Urea stocks hit lowest level ahead of winter sowing

By Munawar Hasan
August 28, 2018

LAHORE: Urea stocks hit the lowest level of half a million tons in August, around 12 percent less than the monthly demand, fanning fear of the nutrient shortage for key winter crops in the agriculture country, people with knowledge of the matter said on Monday.

This poses a major challenge to the new government that took office a couple of days ago, they said. National Fertiliser Development Centre’s (NFDC) data revealed that the opening inventory of urea in August stood at 0.087 million tons, the lowest level in summer 2018.

With the local production of 0.46 million tons the total urea availability in August comes in at 0.547 million tons against the off-take of 0.620 million tons, showing a shortfall of 0.073 million tons.

Experts said manufacturers should maintain minimum 0.2 to 0.3 million tons of stocks to avert shortage and keep prices of the important agriculture input stable.

August has been the first month in the last several years when urea availability saw a steep decline and there was a deficit. The current level of urea availability is not a good sign as far as fertiliser supply in the coming rabi (winter) season, starting from October, is concerned.

There will actually be zero carryover stock ahead of winter sowing season this year, which is very rare keeping in view the inventory trend in the recent years.

The crucial wheat crop is sown in rabi season and urea application is used to be at the highest level during the period. It is feared that shortage could lead to urea price hike, resulting in a dent to wheat production.

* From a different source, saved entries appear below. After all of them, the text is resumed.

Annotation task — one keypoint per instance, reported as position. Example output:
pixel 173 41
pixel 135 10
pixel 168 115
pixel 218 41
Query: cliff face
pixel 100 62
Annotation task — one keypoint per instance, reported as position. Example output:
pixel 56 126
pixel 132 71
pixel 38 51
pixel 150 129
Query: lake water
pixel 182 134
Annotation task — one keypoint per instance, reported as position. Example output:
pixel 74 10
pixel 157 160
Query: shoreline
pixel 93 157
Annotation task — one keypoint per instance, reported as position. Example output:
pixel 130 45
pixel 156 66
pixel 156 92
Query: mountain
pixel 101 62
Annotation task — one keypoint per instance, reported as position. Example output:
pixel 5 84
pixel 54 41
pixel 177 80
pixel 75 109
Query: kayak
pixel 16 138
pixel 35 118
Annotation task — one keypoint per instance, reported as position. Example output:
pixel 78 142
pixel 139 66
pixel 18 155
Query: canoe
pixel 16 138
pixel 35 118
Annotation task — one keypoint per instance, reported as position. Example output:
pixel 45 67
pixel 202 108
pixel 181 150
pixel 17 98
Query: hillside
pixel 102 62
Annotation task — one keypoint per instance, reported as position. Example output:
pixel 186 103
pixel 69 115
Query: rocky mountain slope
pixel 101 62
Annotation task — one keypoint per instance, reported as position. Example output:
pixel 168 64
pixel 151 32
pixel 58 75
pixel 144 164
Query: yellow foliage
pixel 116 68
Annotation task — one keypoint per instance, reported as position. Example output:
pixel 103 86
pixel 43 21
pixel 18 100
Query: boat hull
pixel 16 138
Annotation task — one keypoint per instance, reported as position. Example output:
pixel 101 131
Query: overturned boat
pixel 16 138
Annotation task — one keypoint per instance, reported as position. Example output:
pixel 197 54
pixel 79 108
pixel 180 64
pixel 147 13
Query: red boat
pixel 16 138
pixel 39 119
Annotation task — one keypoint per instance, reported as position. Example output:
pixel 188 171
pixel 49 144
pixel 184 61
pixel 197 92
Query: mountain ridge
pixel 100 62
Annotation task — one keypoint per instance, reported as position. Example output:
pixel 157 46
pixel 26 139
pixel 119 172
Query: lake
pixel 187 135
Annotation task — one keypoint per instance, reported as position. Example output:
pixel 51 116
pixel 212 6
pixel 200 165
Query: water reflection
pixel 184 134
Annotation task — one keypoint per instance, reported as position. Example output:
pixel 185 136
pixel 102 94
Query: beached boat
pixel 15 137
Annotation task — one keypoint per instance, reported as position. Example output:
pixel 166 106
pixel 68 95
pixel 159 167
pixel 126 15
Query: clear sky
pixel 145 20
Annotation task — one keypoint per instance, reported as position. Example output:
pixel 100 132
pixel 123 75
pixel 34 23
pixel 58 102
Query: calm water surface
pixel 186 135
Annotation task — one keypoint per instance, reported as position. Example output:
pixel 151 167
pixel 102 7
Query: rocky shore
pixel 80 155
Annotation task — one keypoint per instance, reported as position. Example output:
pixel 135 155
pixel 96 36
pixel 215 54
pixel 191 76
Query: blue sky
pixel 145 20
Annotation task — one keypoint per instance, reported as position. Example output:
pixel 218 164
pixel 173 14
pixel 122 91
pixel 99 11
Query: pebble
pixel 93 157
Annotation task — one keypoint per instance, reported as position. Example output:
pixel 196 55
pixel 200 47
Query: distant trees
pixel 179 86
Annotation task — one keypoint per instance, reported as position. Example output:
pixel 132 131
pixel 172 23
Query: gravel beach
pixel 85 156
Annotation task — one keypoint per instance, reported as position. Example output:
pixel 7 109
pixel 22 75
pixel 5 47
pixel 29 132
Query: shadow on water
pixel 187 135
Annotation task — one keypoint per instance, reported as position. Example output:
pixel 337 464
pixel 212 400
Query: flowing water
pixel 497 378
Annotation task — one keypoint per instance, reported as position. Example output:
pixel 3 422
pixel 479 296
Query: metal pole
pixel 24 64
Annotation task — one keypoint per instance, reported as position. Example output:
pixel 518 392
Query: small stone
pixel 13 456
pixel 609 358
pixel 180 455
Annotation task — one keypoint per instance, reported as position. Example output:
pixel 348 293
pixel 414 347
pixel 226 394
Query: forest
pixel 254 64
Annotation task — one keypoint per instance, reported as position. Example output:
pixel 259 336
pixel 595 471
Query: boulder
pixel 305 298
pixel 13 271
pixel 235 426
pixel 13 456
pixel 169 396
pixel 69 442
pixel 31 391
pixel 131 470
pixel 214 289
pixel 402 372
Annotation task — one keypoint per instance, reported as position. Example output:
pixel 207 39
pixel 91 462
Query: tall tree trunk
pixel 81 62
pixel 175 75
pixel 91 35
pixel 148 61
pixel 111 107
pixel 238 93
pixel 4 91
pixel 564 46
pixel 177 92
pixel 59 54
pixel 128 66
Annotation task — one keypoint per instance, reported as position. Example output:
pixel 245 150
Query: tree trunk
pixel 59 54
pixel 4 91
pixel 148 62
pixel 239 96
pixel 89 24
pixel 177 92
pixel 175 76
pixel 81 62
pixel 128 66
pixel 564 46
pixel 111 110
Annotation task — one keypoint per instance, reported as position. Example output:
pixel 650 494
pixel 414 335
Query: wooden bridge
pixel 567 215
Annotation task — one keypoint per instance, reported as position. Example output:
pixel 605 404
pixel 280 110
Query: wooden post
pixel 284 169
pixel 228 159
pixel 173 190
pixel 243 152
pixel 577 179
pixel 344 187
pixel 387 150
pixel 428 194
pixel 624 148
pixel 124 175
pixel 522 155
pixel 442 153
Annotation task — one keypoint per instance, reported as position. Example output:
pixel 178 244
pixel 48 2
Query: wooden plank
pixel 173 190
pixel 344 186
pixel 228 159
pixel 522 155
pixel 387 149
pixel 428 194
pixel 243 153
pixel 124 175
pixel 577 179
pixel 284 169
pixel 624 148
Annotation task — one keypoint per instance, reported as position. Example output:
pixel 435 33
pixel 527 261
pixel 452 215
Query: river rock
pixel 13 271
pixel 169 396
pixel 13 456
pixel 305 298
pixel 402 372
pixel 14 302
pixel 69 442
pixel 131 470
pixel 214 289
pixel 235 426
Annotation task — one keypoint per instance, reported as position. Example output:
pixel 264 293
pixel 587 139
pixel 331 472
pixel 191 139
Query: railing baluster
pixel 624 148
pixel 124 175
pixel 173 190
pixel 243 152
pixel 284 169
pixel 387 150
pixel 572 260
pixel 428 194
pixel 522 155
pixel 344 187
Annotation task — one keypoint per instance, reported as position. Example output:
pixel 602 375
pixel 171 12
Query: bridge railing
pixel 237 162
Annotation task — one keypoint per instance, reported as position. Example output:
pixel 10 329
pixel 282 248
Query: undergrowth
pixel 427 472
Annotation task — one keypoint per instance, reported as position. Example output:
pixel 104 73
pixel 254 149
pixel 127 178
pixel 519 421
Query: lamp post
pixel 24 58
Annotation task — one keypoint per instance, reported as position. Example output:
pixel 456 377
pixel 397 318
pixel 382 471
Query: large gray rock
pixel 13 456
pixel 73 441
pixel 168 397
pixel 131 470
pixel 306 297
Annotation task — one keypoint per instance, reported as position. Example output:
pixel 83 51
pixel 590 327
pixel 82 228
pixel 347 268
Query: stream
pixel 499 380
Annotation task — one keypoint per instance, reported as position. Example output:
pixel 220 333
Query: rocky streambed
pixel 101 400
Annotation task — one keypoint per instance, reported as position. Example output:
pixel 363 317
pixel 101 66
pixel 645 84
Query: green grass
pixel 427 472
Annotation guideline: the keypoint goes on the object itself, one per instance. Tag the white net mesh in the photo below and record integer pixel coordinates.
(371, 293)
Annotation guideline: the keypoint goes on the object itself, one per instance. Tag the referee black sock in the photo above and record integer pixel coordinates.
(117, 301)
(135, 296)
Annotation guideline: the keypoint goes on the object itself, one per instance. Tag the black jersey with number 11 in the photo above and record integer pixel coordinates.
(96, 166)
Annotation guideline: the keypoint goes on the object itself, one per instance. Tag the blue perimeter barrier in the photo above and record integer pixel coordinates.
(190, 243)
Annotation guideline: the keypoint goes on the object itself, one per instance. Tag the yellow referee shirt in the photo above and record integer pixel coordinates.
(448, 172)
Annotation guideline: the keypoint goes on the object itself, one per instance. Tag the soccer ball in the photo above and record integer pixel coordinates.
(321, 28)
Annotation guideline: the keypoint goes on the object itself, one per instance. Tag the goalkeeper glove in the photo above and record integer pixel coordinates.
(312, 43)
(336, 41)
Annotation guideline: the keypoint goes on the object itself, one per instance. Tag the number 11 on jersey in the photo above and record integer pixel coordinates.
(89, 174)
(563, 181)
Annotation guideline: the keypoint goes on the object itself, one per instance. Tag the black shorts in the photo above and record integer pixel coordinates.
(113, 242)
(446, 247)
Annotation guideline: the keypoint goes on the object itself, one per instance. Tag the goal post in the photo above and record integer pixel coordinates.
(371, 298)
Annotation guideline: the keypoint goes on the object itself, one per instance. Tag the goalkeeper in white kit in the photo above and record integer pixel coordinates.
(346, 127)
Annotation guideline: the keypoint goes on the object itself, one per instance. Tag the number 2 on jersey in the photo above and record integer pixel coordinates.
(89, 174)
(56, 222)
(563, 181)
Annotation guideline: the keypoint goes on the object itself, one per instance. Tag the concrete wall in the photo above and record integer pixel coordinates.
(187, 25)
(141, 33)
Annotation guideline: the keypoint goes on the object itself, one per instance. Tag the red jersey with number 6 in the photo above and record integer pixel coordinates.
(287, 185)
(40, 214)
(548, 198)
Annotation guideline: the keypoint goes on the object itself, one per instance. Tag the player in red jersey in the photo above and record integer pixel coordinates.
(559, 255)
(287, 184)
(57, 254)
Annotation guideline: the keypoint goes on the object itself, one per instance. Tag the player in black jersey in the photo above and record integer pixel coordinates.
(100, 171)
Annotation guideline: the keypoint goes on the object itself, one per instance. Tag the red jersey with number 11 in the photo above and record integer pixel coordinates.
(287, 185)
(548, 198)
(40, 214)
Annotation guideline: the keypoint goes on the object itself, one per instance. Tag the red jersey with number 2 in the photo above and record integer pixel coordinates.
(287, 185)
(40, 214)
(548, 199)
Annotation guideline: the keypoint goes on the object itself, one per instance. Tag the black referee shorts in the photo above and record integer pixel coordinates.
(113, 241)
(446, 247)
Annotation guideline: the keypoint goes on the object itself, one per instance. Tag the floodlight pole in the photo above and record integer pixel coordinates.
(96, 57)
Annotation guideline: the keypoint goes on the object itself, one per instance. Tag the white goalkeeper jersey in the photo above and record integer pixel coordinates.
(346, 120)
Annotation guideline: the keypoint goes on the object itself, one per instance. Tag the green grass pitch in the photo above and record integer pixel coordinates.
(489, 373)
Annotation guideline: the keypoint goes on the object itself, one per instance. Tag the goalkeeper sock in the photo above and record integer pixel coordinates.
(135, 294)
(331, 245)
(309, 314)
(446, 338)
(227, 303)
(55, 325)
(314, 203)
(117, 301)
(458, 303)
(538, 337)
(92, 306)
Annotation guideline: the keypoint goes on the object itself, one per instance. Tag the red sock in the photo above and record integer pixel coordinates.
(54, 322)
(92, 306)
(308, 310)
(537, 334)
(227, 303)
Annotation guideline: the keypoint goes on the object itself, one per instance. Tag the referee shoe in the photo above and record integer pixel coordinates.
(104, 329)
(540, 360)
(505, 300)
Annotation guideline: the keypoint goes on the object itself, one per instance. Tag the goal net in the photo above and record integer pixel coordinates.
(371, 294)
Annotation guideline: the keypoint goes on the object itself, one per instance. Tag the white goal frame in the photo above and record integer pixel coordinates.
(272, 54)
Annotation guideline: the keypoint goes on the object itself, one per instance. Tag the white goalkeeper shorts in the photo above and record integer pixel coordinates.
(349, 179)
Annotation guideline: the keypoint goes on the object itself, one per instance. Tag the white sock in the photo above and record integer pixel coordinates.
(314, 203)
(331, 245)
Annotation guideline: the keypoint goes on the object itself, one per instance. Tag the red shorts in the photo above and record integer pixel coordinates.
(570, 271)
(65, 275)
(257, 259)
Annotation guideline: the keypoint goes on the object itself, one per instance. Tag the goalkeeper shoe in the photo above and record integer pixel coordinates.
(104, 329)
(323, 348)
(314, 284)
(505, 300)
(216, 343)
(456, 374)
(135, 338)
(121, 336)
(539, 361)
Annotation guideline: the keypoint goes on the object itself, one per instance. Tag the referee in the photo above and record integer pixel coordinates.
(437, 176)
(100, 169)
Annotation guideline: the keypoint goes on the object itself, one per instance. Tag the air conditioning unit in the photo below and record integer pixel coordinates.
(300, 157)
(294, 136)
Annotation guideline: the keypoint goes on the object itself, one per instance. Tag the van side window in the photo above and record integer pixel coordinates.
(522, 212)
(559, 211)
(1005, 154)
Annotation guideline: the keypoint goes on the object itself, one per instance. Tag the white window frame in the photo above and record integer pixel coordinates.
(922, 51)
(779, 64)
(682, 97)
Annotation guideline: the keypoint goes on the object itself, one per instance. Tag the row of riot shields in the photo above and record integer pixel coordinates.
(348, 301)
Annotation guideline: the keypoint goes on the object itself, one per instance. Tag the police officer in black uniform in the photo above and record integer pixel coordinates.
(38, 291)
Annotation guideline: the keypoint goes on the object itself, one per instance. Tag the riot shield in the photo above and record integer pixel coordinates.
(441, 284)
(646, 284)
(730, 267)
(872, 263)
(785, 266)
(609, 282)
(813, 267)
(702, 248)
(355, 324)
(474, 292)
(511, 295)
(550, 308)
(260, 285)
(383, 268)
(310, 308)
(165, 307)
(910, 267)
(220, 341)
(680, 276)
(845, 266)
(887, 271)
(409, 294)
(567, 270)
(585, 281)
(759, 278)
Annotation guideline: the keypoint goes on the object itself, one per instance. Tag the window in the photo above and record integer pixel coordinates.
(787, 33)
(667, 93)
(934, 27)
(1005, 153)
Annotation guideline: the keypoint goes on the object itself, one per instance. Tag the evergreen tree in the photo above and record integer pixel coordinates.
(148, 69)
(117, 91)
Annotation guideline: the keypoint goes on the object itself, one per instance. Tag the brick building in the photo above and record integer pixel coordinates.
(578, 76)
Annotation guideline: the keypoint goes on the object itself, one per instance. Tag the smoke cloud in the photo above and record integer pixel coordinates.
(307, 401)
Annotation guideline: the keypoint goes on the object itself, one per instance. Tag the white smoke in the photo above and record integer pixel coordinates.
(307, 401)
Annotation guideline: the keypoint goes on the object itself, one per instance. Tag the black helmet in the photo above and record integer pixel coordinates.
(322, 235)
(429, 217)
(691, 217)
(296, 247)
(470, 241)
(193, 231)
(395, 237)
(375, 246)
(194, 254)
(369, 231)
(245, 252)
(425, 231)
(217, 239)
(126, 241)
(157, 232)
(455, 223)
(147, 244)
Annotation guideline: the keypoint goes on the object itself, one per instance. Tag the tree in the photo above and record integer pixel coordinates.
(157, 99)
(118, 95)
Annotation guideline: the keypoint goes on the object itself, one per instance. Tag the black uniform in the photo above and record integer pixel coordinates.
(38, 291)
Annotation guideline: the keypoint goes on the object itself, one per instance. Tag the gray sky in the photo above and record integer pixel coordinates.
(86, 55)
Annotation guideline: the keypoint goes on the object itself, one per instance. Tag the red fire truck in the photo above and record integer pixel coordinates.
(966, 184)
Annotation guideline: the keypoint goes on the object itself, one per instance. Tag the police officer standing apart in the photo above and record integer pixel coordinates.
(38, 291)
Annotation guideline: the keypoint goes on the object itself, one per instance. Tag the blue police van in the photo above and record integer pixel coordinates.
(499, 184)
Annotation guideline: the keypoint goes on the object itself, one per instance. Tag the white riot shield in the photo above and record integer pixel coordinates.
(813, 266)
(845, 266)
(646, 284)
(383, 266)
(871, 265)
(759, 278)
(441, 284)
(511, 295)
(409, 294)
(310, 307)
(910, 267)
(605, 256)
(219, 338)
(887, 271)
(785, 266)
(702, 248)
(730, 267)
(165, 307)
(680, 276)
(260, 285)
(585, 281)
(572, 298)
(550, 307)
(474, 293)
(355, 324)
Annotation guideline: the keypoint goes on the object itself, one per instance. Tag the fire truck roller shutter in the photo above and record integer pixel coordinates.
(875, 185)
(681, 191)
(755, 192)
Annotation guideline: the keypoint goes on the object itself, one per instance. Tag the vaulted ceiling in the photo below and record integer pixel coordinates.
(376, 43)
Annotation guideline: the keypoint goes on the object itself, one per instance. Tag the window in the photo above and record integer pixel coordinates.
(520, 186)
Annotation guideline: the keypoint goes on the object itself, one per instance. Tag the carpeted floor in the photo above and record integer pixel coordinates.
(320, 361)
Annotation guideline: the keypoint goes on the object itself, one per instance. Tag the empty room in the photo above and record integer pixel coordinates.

An NDFC’s official said urea shortage has become a reality and only solution to this problem is to start providing gas to local urea manufacturing plants as soon as possible.

“Otherwise, we will see plummeting production level, leading to its price increase and low supplies,” the official said on the condition of anonymity.

An industry insider said the latest official report showed that urea stock, by the end of July, was registered at 0.087 million tons and there was a shortfall in August, “which is very worrisome”.

He said urea stocks in the country reached at the five-year lowest level. Citing an estimate, he said, urea inventory with producers presently stand less than 0.08 to 0.09 million tons.

The previous lowest inventory of around 0.1 million tons, available with the manufacturers, was in August 2013.

The present government is doing little to address urea shortage as it is not encouraging utilisation of available idle plant capacity. Subsequently, dealers and traders are minting money through hoarding and black marketing of fertiliser.

Provinces are also not playing their role to push government to increase supply through increased production and merely relying on registering cases against hoarders, which does not address the core issue of shortage, according to analysts.

A subcommittee formed under Fertiliser Review Committee by Ministry of Industries, in a report, recommended restoration of closed urea plants, terming it a more economical and viable option than imports. Presently, a decision in this regard is pending with the ministry of industries for final approval.

The committee also proposed that 72 percent of re-gasified liquefied natural gas and 28 percent of domestic natural gas must be provided to three closed urea manufacturing plants to bridge supply shortfall in the upcoming rabi season.

This cost effective solution will also help in employment generation while saving foreign exchange.